Simon McBurney restitue avec brio l’humour caustique du roman Sur les ossements des morts de la prix Nobel Olga Tokarczuk.
« Le ciel est suspendu au-dessus de nos têtes, sombre et bas, semblable à un écran sale sur lequel se disputent d’implacables batailles de nuages. » Debout à l’avant-scène, Kathrin Hunter s’adresse à la salle en parlant dans un micro fixé à un pied. Jusqu’à la fin, ce micro ne bougera pas de sa place. Il est ce qui permet à l’actrice d’assumer son rôle d’héroïne et narratrice du roman d’Olga Tokarczuk, Sur les ossements des morts ; autrement dit d’être cette Janina Doucheyko, ingénieure en retraite reconvertie en professeure d’anglais, fan de William Blake qui tout au long du livre parle à la première personne. Le paysage qu’elle évoque, un plateau en montagne quelque part au cœur des Sudètes près de la frontière tchèque, suscite l’impression à la fois physique et mentale d’un monde poisseux où plane quelque menace. À quoi s’ajoute la sensibilité, empathique, voire épidermique, de Janina à son environnement ; qu’il s’agisse de la nature en général – avec une place de choix réservée aux animaux –, des personnes ou même des objets.

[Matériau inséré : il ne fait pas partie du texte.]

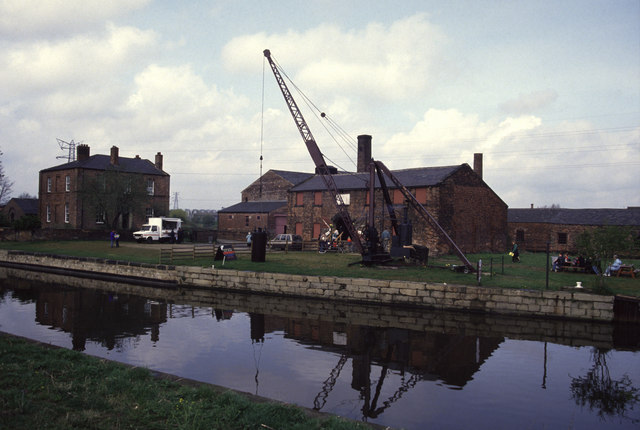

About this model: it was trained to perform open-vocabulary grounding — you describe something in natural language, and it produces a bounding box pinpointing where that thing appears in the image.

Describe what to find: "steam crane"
[263,49,475,272]
[264,49,366,255]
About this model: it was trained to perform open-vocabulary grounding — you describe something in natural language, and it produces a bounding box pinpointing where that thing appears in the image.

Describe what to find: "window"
[558,233,567,245]
[393,190,404,205]
[336,193,351,206]
[416,188,427,205]
[312,222,322,239]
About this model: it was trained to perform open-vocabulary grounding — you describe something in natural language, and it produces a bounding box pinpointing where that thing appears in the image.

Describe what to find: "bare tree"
[0,151,13,205]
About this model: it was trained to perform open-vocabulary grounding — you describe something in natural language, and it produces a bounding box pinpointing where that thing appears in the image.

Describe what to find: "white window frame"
[336,193,351,206]
[96,209,107,224]
[147,179,156,196]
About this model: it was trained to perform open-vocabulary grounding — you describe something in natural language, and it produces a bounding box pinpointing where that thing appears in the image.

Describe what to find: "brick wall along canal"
[0,268,640,429]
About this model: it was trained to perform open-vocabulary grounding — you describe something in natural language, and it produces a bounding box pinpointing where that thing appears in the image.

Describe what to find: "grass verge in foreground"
[0,334,370,430]
[0,240,640,296]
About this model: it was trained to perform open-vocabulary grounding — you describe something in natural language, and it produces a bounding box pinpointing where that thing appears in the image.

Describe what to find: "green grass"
[0,241,640,296]
[0,335,369,430]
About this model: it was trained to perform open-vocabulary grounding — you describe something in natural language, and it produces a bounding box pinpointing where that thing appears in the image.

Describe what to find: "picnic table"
[616,264,636,279]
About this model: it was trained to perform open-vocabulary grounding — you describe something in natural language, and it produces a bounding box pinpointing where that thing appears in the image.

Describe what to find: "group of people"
[551,252,622,276]
[551,252,590,272]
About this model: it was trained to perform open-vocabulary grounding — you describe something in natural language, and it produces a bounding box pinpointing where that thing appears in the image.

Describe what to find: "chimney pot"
[76,144,91,161]
[156,152,162,170]
[358,134,371,173]
[473,152,482,179]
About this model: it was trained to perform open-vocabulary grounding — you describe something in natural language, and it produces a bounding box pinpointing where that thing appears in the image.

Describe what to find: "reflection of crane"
[313,354,347,411]
[264,49,474,272]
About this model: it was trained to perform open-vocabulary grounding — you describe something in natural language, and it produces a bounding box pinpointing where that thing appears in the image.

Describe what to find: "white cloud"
[500,90,558,115]
[0,0,150,40]
[222,14,447,101]
[0,24,156,99]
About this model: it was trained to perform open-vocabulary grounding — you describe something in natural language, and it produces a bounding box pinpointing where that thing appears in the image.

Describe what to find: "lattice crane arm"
[263,49,364,254]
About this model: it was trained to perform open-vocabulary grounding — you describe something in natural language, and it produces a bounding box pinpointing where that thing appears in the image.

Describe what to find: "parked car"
[269,234,302,251]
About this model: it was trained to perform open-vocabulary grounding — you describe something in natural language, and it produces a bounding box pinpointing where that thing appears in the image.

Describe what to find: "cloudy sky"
[0,0,640,209]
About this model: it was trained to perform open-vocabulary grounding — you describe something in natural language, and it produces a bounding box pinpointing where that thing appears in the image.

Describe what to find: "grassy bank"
[0,241,640,296]
[0,335,370,430]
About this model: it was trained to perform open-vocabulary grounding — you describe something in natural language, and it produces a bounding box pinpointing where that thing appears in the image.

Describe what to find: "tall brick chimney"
[156,152,162,170]
[111,146,119,166]
[76,143,91,161]
[358,134,371,172]
[473,152,482,178]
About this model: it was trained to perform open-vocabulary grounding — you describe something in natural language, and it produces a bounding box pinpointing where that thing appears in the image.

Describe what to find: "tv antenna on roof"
[56,138,76,163]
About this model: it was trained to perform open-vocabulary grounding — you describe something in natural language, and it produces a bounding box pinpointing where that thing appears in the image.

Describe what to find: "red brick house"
[2,198,38,223]
[39,145,170,230]
[508,207,640,252]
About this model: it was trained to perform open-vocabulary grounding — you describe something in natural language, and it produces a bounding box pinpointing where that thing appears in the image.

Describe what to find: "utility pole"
[56,138,76,163]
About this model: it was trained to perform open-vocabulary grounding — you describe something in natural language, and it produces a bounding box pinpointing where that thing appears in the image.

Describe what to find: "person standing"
[511,242,520,263]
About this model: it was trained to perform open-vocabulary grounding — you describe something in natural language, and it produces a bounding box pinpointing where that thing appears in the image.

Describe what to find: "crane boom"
[263,49,364,254]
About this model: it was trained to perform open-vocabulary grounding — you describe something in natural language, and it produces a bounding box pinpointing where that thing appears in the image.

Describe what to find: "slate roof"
[291,164,468,191]
[10,197,39,215]
[507,207,640,226]
[40,154,169,176]
[218,200,287,213]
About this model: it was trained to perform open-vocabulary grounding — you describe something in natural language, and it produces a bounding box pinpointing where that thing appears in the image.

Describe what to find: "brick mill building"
[288,136,507,254]
[218,170,313,240]
[508,207,640,252]
[39,145,170,230]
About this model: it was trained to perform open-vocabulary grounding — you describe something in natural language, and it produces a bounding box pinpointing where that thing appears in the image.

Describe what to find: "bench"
[616,264,636,279]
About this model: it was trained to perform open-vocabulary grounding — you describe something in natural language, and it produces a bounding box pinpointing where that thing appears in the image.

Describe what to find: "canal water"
[0,268,640,429]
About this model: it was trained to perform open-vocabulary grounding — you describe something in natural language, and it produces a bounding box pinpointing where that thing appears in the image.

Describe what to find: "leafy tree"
[0,151,13,205]
[80,168,151,228]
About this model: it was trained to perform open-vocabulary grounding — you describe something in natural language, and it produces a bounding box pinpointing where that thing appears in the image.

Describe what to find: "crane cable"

Au début de la représentation, la silhouette menue de Kathrin Hunter, un sac en plastique vide à la main, se détache sur un fond obscur où, vêtus de noir, le visage dissimulé, des officiants s’affairent comme dans une pièce de bunraku. En adaptant au théâtre le roman d’Olga Tokarczuk, Simon McBurney multiplie les prodiges d’ingéniosité pour en restituer non seulement l’atmosphère crépusculaire aux accents cosmiques, mais aussi l’humour piquant. Comme si du cosmique au comique, il n’y avait qu’un pas, à croire que les deux entrent en résonance dans l’esprit retors, délicieusement ironique de l’héroïne. Une des meilleures idées de ce spectacle étant d’avoir choisi Kathrin Hunter pour le rôle principal. Avec une gouaille aussi sarcastique que pétillante, l’actrice réussit le tour de force de jouer sans jamais relâcher la tension, ce texte particulièrement dense. En témoigne cette séquence hilarante au poste de police où elle dépose une plainte pour assassinat après la découverte d’un sanglier mort, abattu par des chasseurs. Face aux policiers déconcertés par son témoignage, elle se lance dans une diatribe virulente sur les souffrances infligées aux animaux par les humains. Sentant qu’on ne l’écoute pas, elle s’adresse à un caniche entré là depuis quelques minutes avec son maître. Puis, pour étayer sa demande, elle jette sur le bureau du policier qui enregistre ses doléances un morceau de la peau ensanglantée du sanglier, produisant stupeur et effroi chez le fonctionnaire et sa collègue.
Beaucoup la considèrent comme une vieille folle, ce qui n’est pas pour lui déplaire. L’ironie de l’affaire, c’est que la police est préoccupée par une série de meurtres inexpliqués dont les victimes ont en commun d’être des chasseurs. À chaque fois des traces d’animaux laissent entendre que ceux-ci se livreraient à une forme de vengeance sur leurs prédateurs. Qu’une hypothèse aussi aberrante ne soit jamais totalement écartée donne une idée de l’atmosphère troublée de ce spectacle où, entre deux citations de William Blake, tel ce « Conduis ton char et ta charrue sur les ossements des morts », qui donne son titre au roman, Janina établit aussi des thèmes astraux. Régulièrement le fond de scène s’illumine de diagrammes visant à interpréter la position des planètes. Un soir d’été, après avoir fumé un joint avec deux amis, ils entonnent une version désopilante de House Of The Rising Sun avant de s’allonger sous les étoiles. Pendant ce temps-là, les meurtres continuent. Nous gardant de divulguer la fin, on recommande vivement d’aller voir la formidable version théâtrale qu’en donne Simon McBurney. D’autant plus réussie que, sur un thème qu’on aurait plutôt imaginé traité au cinéma par les frères Cohen, le metteur en scène fait des étincelles.
Drive Your Plow Over the Bones of the Dead (Sur les ossements des morts), d’après Olga Tokarczuk, adaptation et mise en scène Simon McBurney. Du 7 au 17 juin à l’Odéon théâtre de l’Europe.